Alliant art, architecture et conscience écologique, les artistes, Luca Antognoli et Gabriel Pontoizeau de l’Atelier Faber conçoivent des œuvres in situ qui invitent à réfléchir sur notre environnement. Leur dernière création, « Rausa », entièrement composée de roseaux, déploie sa poésie dans la cour d’honneur du Musée Saint-Remi à Reims, telle la réminiscence d’un espace végétal face à l’impitoyable urbanisation du territoire. Une installation éphémère, à découvrir jusqu’au 13 octobre 2022.
Architectes de formation, Luca Antognoli et Gabriel Pontoizeau ont créé l’Atelier Faber à Paris en 2019 pour travailler sur les relations entre l’art, l’architecture et l’environnement. « Faber, en latin, signifie faire, fabriquer et renvoie à une dimension artisanale, qui correspond bien à notre démarche » souligne Gabriel Pontoizeau. Dans le sillage des artistes du Land Art et d’une nouvelle génération d’architectes comme le japonais Junya Ishigami qui puisent leur inspiration dans la nature, le jeune duo défend une approche poétique de l’espace, en lien avec l’environnement. « L’envie de pousser le curseur plus loin nous a amenés à participer à des concours d’installations pour envisager l’architecture sous le prisme de l’art et donner corps à des enjeux écologiques » expliquent-ils.
Rausa, une œuvre qui questionne notre rapport au monde
Lauréats du concours lancé par les musées de Reims autour du développement de la ville et de sa relation avec son environnement naturel, les deux artistes ont ainsi imaginé et réalisé « Rausa », une installation paysagère, entièrement composée de bottes de roseaux, qui se dresse dans la cour d’honneur du Musée Saint-Remi. « En étudiant l’histoire de la ville et les archives du musée, nous avons été frappés par l’urbanisation extrême du territoire. Il ne subsiste que très peu de traces des marais de la Vesle, des terres marécageuses et des zones humides, si indispensables pour prévenir les inondations. Nous avons donc voulu rendre hommage aux roseaux, plantes emblématiques des marais, traditionnellement employés dans la réalisation de toits en chaume, pour incarner ces paysages disparus et favoriser une prise de conscience face à la constante dégradation de l’environnement par l’activité humaine. »

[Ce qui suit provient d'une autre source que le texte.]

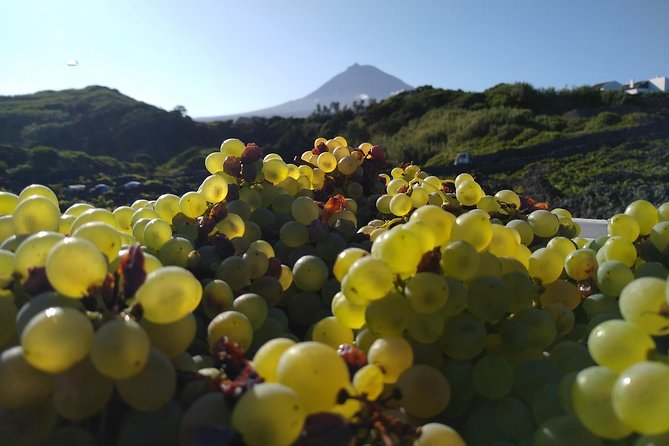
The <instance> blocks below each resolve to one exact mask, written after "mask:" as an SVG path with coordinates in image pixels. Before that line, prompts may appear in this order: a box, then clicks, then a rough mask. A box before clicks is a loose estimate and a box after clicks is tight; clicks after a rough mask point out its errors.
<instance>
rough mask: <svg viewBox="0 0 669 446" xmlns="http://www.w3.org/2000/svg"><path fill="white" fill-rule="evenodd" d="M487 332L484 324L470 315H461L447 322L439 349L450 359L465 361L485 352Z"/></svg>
mask: <svg viewBox="0 0 669 446" xmlns="http://www.w3.org/2000/svg"><path fill="white" fill-rule="evenodd" d="M485 343H486V330H485V326H484V325H483V323H482V322H481V321H480V320H478V319H477V318H475V317H474V316H472V315H470V314H469V313H460V314H458V315H456V316H453V317H452V318H450V319H447V320H446V324H445V325H444V334H443V335H442V336H441V338H440V339H439V348H440V349H441V350H442V351H443V352H444V353H445V354H446V355H447V356H448V357H450V358H453V359H456V360H459V361H464V360H468V359H472V358H474V357H475V356H477V355H478V354H479V353H481V352H482V351H483V349H484V348H485Z"/></svg>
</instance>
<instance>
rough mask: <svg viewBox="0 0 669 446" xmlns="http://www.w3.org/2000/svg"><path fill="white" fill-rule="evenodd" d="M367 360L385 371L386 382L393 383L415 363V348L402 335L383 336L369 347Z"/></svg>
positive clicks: (386, 382) (371, 363)
mask: <svg viewBox="0 0 669 446" xmlns="http://www.w3.org/2000/svg"><path fill="white" fill-rule="evenodd" d="M367 361H368V363H369V364H375V365H376V366H378V367H379V368H380V369H381V370H382V371H383V382H384V383H386V384H392V383H395V382H397V380H398V378H399V377H400V375H401V374H402V373H403V372H404V371H405V370H407V369H408V368H409V367H411V366H412V365H413V350H412V348H411V344H409V342H408V341H407V340H406V339H404V338H402V337H400V336H382V337H380V338H378V339H377V340H375V341H374V342H373V343H372V345H371V346H370V347H369V352H368V353H367Z"/></svg>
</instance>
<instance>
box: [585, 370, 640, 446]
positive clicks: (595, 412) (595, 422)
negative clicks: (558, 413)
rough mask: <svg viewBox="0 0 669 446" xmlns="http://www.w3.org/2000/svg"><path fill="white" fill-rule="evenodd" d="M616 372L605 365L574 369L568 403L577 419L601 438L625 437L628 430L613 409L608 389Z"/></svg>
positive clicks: (611, 438) (623, 423)
mask: <svg viewBox="0 0 669 446" xmlns="http://www.w3.org/2000/svg"><path fill="white" fill-rule="evenodd" d="M617 377H618V375H617V374H616V373H615V372H612V371H611V370H609V369H608V368H606V367H598V366H594V367H588V368H586V369H583V370H581V371H580V372H578V375H577V376H576V381H575V382H574V387H573V388H572V404H573V406H574V412H575V413H576V416H577V417H578V419H579V420H580V421H581V423H583V425H584V426H585V427H587V428H588V429H589V430H590V431H591V432H593V433H595V434H596V435H598V436H600V437H604V438H610V439H619V438H625V437H627V436H628V435H629V434H631V433H632V429H630V428H629V427H628V426H626V425H625V424H624V423H623V422H622V421H621V420H620V419H619V418H618V417H617V416H616V414H615V412H614V411H613V406H612V401H611V391H612V389H613V385H614V384H615V382H616V378H617Z"/></svg>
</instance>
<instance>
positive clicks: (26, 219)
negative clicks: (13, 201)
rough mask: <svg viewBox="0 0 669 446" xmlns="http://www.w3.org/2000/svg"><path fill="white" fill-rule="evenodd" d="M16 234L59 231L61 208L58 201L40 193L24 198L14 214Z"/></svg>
mask: <svg viewBox="0 0 669 446" xmlns="http://www.w3.org/2000/svg"><path fill="white" fill-rule="evenodd" d="M12 219H13V222H14V233H15V234H34V233H36V232H39V231H54V232H55V231H58V227H59V226H60V209H59V208H58V205H57V202H56V203H54V202H53V201H52V200H49V199H48V198H46V197H44V196H40V195H35V196H30V197H28V198H26V199H22V200H20V201H19V203H18V204H17V205H16V209H15V210H14V214H13V217H12Z"/></svg>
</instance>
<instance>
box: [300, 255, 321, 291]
mask: <svg viewBox="0 0 669 446" xmlns="http://www.w3.org/2000/svg"><path fill="white" fill-rule="evenodd" d="M328 274H329V271H328V266H327V264H326V263H325V262H324V261H323V260H322V259H321V258H319V257H316V256H313V255H307V256H302V257H300V258H299V259H298V260H297V262H295V265H294V266H293V282H294V283H295V285H296V286H297V287H298V288H299V289H300V290H302V291H317V290H319V289H321V287H322V286H323V284H324V283H325V280H326V279H327V278H328Z"/></svg>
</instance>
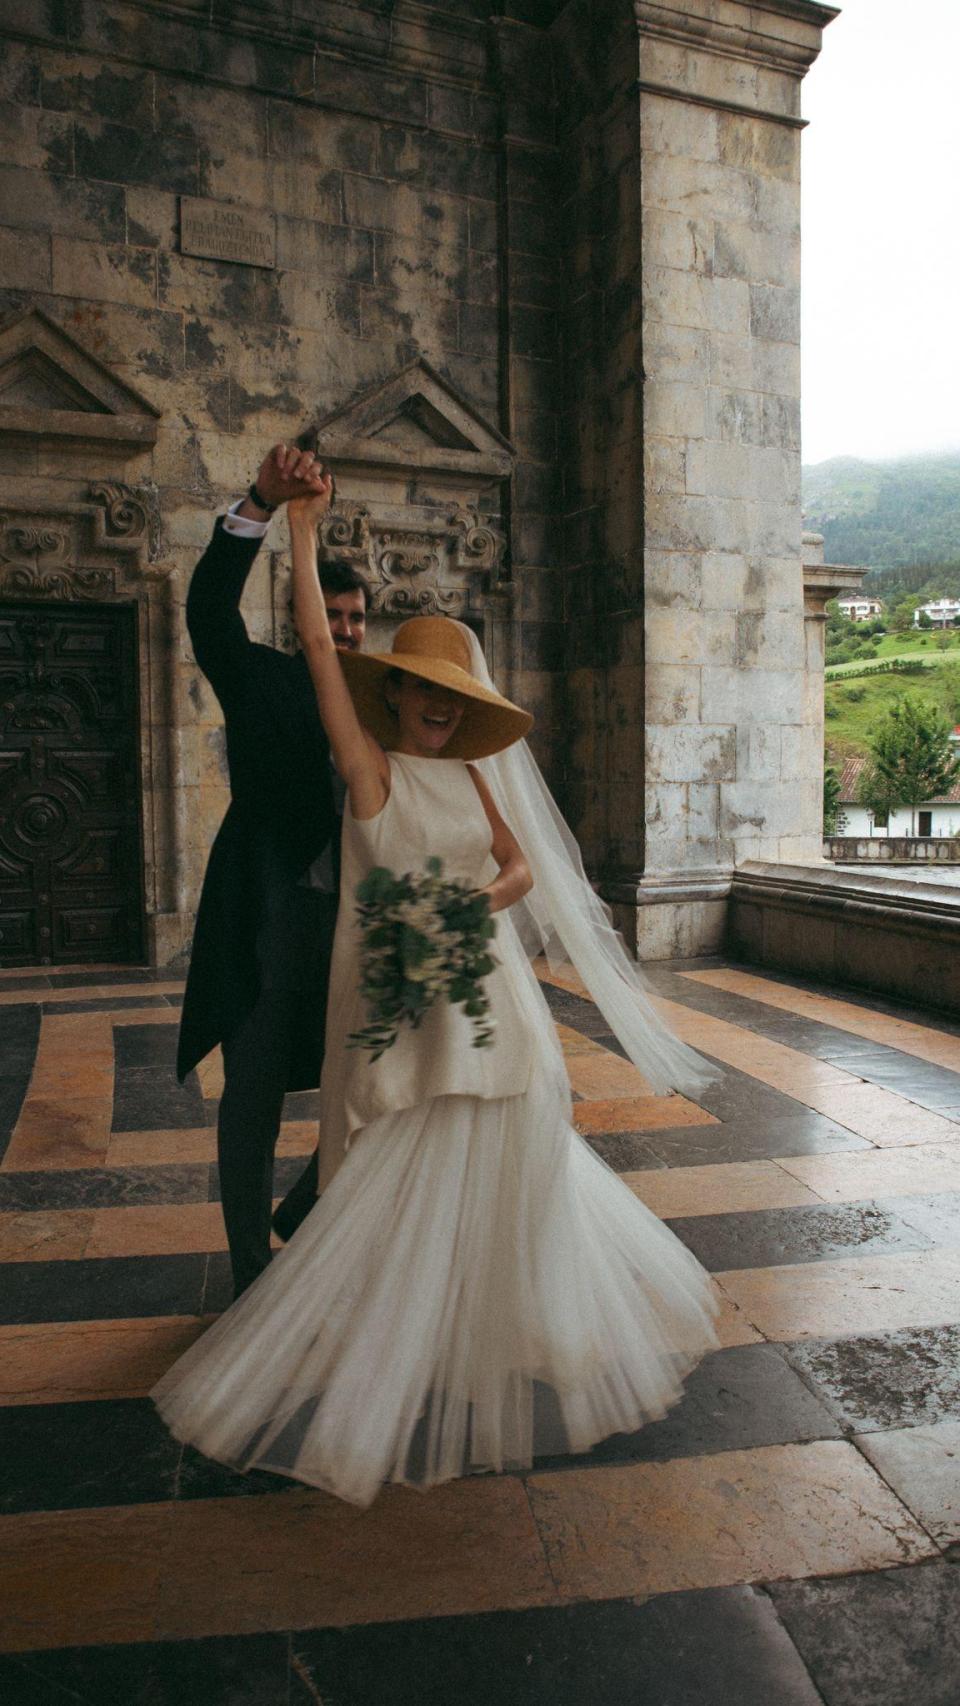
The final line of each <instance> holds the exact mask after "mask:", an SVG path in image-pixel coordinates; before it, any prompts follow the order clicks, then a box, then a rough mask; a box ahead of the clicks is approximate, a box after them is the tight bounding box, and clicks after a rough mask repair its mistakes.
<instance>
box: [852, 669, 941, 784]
mask: <svg viewBox="0 0 960 1706" xmlns="http://www.w3.org/2000/svg"><path fill="white" fill-rule="evenodd" d="M904 693H909V694H911V696H912V698H917V699H922V701H924V703H926V705H934V706H936V710H938V711H940V713H941V715H943V717H946V718H948V720H950V722H951V723H953V722H957V720H958V717H960V662H958V660H940V662H936V664H931V667H929V669H926V670H924V672H922V674H921V676H914V674H911V676H900V674H897V672H895V670H892V672H890V674H882V676H861V677H858V676H856V674H853V665H851V672H847V674H844V676H841V674H837V676H834V677H832V679H827V682H825V688H824V711H825V723H824V730H825V735H824V744H825V749H827V756H829V759H832V761H834V763H842V761H844V759H846V757H854V756H856V754H865V756H866V754H868V751H870V732H871V728H873V727H875V725H876V722H878V720H880V717H882V715H883V711H885V710H887V706H888V705H890V701H892V699H895V698H899V696H900V694H904Z"/></svg>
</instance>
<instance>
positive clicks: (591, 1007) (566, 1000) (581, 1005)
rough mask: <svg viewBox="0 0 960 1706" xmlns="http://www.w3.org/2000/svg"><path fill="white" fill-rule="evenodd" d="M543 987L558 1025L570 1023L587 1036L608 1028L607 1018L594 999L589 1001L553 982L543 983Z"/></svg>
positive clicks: (572, 1029) (582, 996)
mask: <svg viewBox="0 0 960 1706" xmlns="http://www.w3.org/2000/svg"><path fill="white" fill-rule="evenodd" d="M541 989H542V991H544V998H546V1003H547V1007H549V1010H551V1013H552V1017H554V1020H556V1024H558V1025H570V1029H571V1030H580V1034H581V1036H585V1037H592V1036H597V1034H599V1032H602V1030H607V1020H605V1018H604V1015H602V1013H600V1010H599V1008H597V1007H593V1001H587V1000H585V998H583V996H581V995H571V993H570V989H558V988H556V986H554V984H551V983H542V984H541Z"/></svg>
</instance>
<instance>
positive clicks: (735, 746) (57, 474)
mask: <svg viewBox="0 0 960 1706" xmlns="http://www.w3.org/2000/svg"><path fill="white" fill-rule="evenodd" d="M830 15H832V14H830V9H825V7H820V5H815V3H808V0H766V3H762V5H755V3H745V0H720V3H716V0H684V3H682V5H677V3H674V5H670V7H663V5H656V3H645V0H639V3H638V5H636V7H629V5H626V3H622V0H617V3H614V0H570V3H568V5H566V7H558V5H556V3H549V0H542V3H535V0H534V3H529V5H523V7H515V9H510V7H505V9H498V14H496V17H493V15H488V12H486V9H484V7H483V5H481V3H479V0H477V3H474V0H448V3H445V5H443V9H433V7H430V5H419V3H413V0H402V3H389V5H387V3H382V5H380V3H375V5H368V7H363V9H360V7H355V5H331V3H326V0H293V3H286V0H285V3H280V0H276V3H271V0H266V3H257V5H252V3H237V5H232V7H230V9H222V10H218V9H210V5H206V3H200V0H196V3H193V0H179V3H176V5H174V3H164V0H104V3H92V0H89V3H87V0H77V3H70V5H46V3H43V0H10V3H9V7H7V9H5V12H3V29H5V32H7V41H5V53H3V61H2V70H0V101H2V106H0V125H2V131H3V143H5V147H3V165H2V167H0V208H2V213H0V220H2V223H0V281H2V288H0V312H2V314H3V316H10V317H15V316H24V314H29V312H31V310H38V312H41V314H43V316H46V317H48V321H49V322H51V324H53V326H55V328H61V329H63V331H65V333H68V334H70V338H73V339H77V341H78V343H80V345H82V348H84V350H85V351H87V353H89V357H90V358H92V360H95V362H99V363H101V365H102V374H104V387H107V389H109V384H116V386H130V387H131V389H133V391H136V394H138V396H140V397H142V403H143V409H147V411H150V409H153V411H159V413H157V418H155V435H153V442H152V444H147V442H143V440H142V442H123V444H119V442H113V444H111V442H106V440H104V435H102V433H101V435H99V437H97V435H95V433H90V435H87V437H84V435H82V433H80V435H77V437H73V438H65V437H60V438H58V437H56V435H53V437H51V433H44V432H43V430H32V432H29V433H24V432H15V430H14V418H12V415H10V416H7V415H5V406H3V404H5V399H7V397H9V396H10V397H12V396H14V389H10V386H12V382H10V386H9V384H7V380H9V374H7V372H5V370H0V505H3V508H5V510H7V508H9V507H10V505H15V507H17V505H19V507H20V508H22V510H24V512H27V510H29V512H31V514H36V515H38V517H41V519H43V514H44V512H48V510H51V508H56V507H58V505H60V507H61V508H63V507H65V505H67V507H70V505H89V503H90V490H92V483H94V481H97V479H99V481H102V479H107V481H113V483H116V485H121V486H128V488H130V490H131V491H133V495H135V498H136V502H138V503H140V507H142V512H143V517H145V519H147V517H148V519H150V529H147V531H148V534H150V537H148V543H147V544H145V546H143V551H142V554H140V558H138V560H136V565H138V566H136V565H135V568H131V570H130V573H128V582H126V583H124V585H126V590H124V585H119V587H118V594H116V595H118V597H121V595H124V597H130V595H131V594H130V585H133V583H135V582H136V573H140V572H145V570H148V573H150V577H152V580H150V585H152V587H153V589H155V592H153V594H152V599H153V604H157V606H162V607H164V611H165V612H167V614H165V616H164V621H159V619H157V621H153V628H152V630H150V631H152V633H153V635H155V636H159V638H157V640H150V638H148V636H147V640H145V643H147V645H148V647H153V650H152V652H150V655H148V662H150V672H152V681H153V689H152V699H150V703H148V705H145V708H143V742H142V749H143V771H145V790H147V795H155V800H157V802H159V809H157V810H155V812H153V817H155V819H157V822H159V824H160V829H159V831H157V833H153V831H152V836H153V843H152V844H153V851H152V853H150V848H148V855H147V856H148V873H147V875H148V882H147V913H148V920H150V942H152V954H153V955H155V957H157V959H167V957H171V955H172V954H174V952H177V949H179V947H182V945H184V942H186V940H188V938H189V928H191V916H193V909H194V904H196V896H198V884H200V877H201V870H203V863H205V856H206V850H208V844H210V841H211V836H213V833H215V829H217V824H218V821H220V817H222V812H223V805H225V798H227V792H225V775H223V756H222V734H220V718H218V711H217V706H215V701H213V698H211V694H210V689H208V688H206V684H205V682H203V679H201V677H200V676H198V674H196V669H194V667H193V662H191V653H189V641H188V638H186V631H184V623H182V601H184V595H186V585H188V577H189V572H191V568H193V563H194V561H196V556H198V553H200V551H201V548H203V544H205V541H206V537H208V531H210V520H211V515H213V512H215V510H217V508H220V507H223V505H225V503H227V502H228V500H232V498H234V496H235V495H237V493H239V491H242V488H244V486H246V485H247V481H249V478H251V474H252V471H254V469H256V464H257V461H259V456H261V452H263V449H264V447H266V445H269V444H271V442H273V440H276V438H281V437H286V438H288V437H293V435H295V433H297V432H300V430H302V428H304V427H305V425H307V423H315V421H321V423H326V428H324V430H326V433H327V440H329V445H331V447H333V450H338V452H339V454H341V483H339V491H341V500H343V503H344V505H346V510H344V517H343V525H341V531H339V534H338V536H336V539H339V541H341V543H346V546H348V549H351V551H356V553H360V556H367V558H368V561H370V565H372V568H373V575H375V578H377V583H379V599H380V602H382V606H384V623H385V621H387V616H392V619H396V616H397V614H399V612H401V611H402V607H404V606H402V602H397V573H394V577H392V582H390V577H389V575H387V570H385V568H384V561H385V560H384V549H385V548H384V537H385V534H387V531H389V529H390V527H394V531H397V529H399V531H401V532H402V529H404V527H406V531H408V539H406V548H404V549H406V558H404V561H406V566H404V568H402V570H401V575H406V582H404V587H402V589H401V590H406V592H408V594H409V599H411V601H414V602H413V604H411V606H408V607H423V604H419V606H418V604H416V601H418V599H426V601H428V604H430V601H438V599H440V601H443V599H447V602H440V604H438V606H437V607H448V609H452V611H455V612H457V611H459V612H462V614H467V616H471V619H476V621H477V623H479V624H481V626H483V628H484V631H486V638H488V647H489V650H491V659H493V665H494V669H496V674H498V679H500V681H501V684H503V688H505V689H506V691H512V693H515V694H517V696H520V698H522V699H523V703H527V705H529V706H530V708H532V710H534V711H535V715H537V732H535V747H537V752H539V756H541V759H542V761H544V764H546V768H547V771H549V775H551V780H552V783H554V786H556V788H558V793H559V795H561V800H563V804H564V805H566V809H568V814H570V817H571V822H573V826H575V829H576V833H578V834H580V838H581V841H583V846H585V855H587V860H588V865H590V868H592V870H593V872H595V873H597V875H599V877H600V879H602V882H604V887H605V892H607V894H609V896H610V897H612V899H614V902H616V904H617V909H619V918H621V923H624V926H626V928H627V933H629V935H631V937H633V938H636V937H639V943H641V950H643V952H648V954H665V952H685V950H697V949H703V947H706V945H709V943H711V942H714V940H716V930H718V913H720V908H721V904H723V901H721V896H723V894H725V885H728V877H730V870H732V867H733V863H735V862H737V860H738V858H743V856H752V855H759V856H772V858H783V856H807V853H808V851H810V850H812V848H813V846H815V844H817V839H818V752H815V751H813V740H812V739H810V730H808V728H807V727H805V711H803V595H801V577H800V491H798V481H800V466H798V437H796V433H798V348H796V341H798V331H796V278H798V147H800V130H798V125H800V119H798V90H800V78H801V75H803V72H805V68H807V65H808V63H810V61H812V58H813V56H815V53H817V48H818V39H820V29H822V24H824V22H827V20H829V17H830ZM181 198H205V200H206V201H211V203H218V205H220V208H222V210H223V208H225V210H242V212H244V217H246V218H247V220H254V222H259V229H268V230H269V234H271V239H273V242H275V252H273V264H261V266H254V264H240V263H237V261H223V259H211V258H203V256H194V254H188V252H184V244H182V230H181V215H182V210H181ZM411 363H413V365H411ZM418 363H419V365H418ZM423 363H426V365H423ZM10 372H12V370H10ZM397 375H399V377H397ZM404 375H406V377H404ZM411 375H413V377H411ZM56 384H61V380H56ZM56 384H55V391H56ZM63 384H65V380H63ZM32 386H34V391H32V392H31V397H32V403H36V404H38V406H39V404H41V401H43V399H41V396H39V392H41V389H43V387H41V386H39V380H38V379H36V375H34V380H32ZM38 387H39V389H38ZM404 387H406V389H404ZM418 387H419V389H418ZM404 397H406V401H404ZM365 399H367V401H365ZM370 399H372V401H370ZM53 401H56V399H53ZM58 406H60V408H63V406H65V404H63V397H60V403H58ZM377 408H380V415H377ZM390 409H392V411H394V413H392V415H390ZM5 420H7V427H5ZM397 421H399V423H401V425H399V427H397V425H396V423H397ZM333 450H331V454H333ZM361 512H363V514H361ZM145 527H147V524H145ZM145 537H147V532H145ZM336 539H334V544H336ZM411 541H413V543H411ZM394 543H396V541H394ZM283 544H285V541H283V529H281V527H280V525H278V524H275V529H273V532H271V537H269V548H268V549H264V551H263V553H261V558H259V560H257V568H256V572H254V575H252V577H251V585H249V594H247V599H246V606H244V609H246V616H247V621H249V626H251V631H252V633H254V636H256V638H263V640H268V641H271V643H278V641H280V643H285V641H286V636H288V633H286V612H285V549H283ZM401 556H402V553H399V556H397V551H394V558H392V561H394V566H396V563H397V561H399V558H401ZM387 582H389V585H387ZM390 587H392V590H390ZM157 589H160V590H157ZM390 599H392V604H390ZM164 635H169V638H167V640H164V638H162V636H164ZM157 647H165V652H162V655H160V652H157ZM145 817H147V809H145ZM638 921H639V923H638Z"/></svg>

Cette installation, à forte charge symbolique, se présente sous la forme d’un pavillon circulaire, de douze mètres de diamètre, ouvert sur le ciel. Les bottes de roseaux sont empilées les unes sur les autres pour former une paroi extérieure massive de tiges coupées, contrastant avec une intériorité sensible et délicate, composée des fleurs légères du roseau, animées par la course du soleil et le souffle du vent.

Le contraste entre la minéralité de l’ancienne abbaye et la dimension végétale de l’œuvre donne à ressentir, très concrètement, les éléments de la Terre comme un flux invisible. Le spectateur est amené à participer à l’œuvre dans la mesure où il entre dans son espace et peut l’appréhender selon différents prismes : regarder, méditer, écouter le frémissement des feuilles, sentir, caresser les fleurs… Une expérience multi-sensorielle qui invite à se reconnecter avec l’environnement.
Positionnement écologique
Sensibiliser aux enjeux écologiques à travers l’art n’est pas une première pour Luca Antognoli et Gabriel Pontoizeau. En 2020, lors du Festival international des jardins des hortillonnages d’Amiens, ils alertaient déjà sur les dangers de l’artificialisation des sols et la disparition des terres agricoles avec « Roques », un pavillon cubique construit uniquement à partir des planches de bois utilisées par les maraîchers pour renforcer les berges. Cet espace métaphorique de 20 m2 (superficie qui correspond précisément à la surface de sol artificialisé chaque seconde en France), permet à chacun de ressentir l’ampleur du problème lors de sa visite. Dans une autre installation, « La voûte de Rolion », (Festival des abris de fortune sur les chemins de Compostelle – 2019), ils s’attachaient à réhabiliter des matériaux écologiques et à favoriser une forme d’osmose entre l’homme et le paysage.
A rebours d’une logique productiviste, les deux artistes revendiquent le retour à une certaine forme de simplicité, en privilégiant l’utilisation de matériaux bruts et géosourcés.
A l’heure où la préservation de l’environnement apparaît cruciale pour les générations futures, les installations de Luca Antognoli et Gabriel Pontoizeau se dressent en rempart protecteur des environnements fragiles, et nous glissent l’idée de ce que nous devons à notre planète. Cesser de croire que l’homme est le maître incontesté des éléments, et chercher à comprendre la vie qui, bien qu’invisible autour de nous, est indispensable, constitue un pas vers un futur, non pas meilleur mais au moins vivable.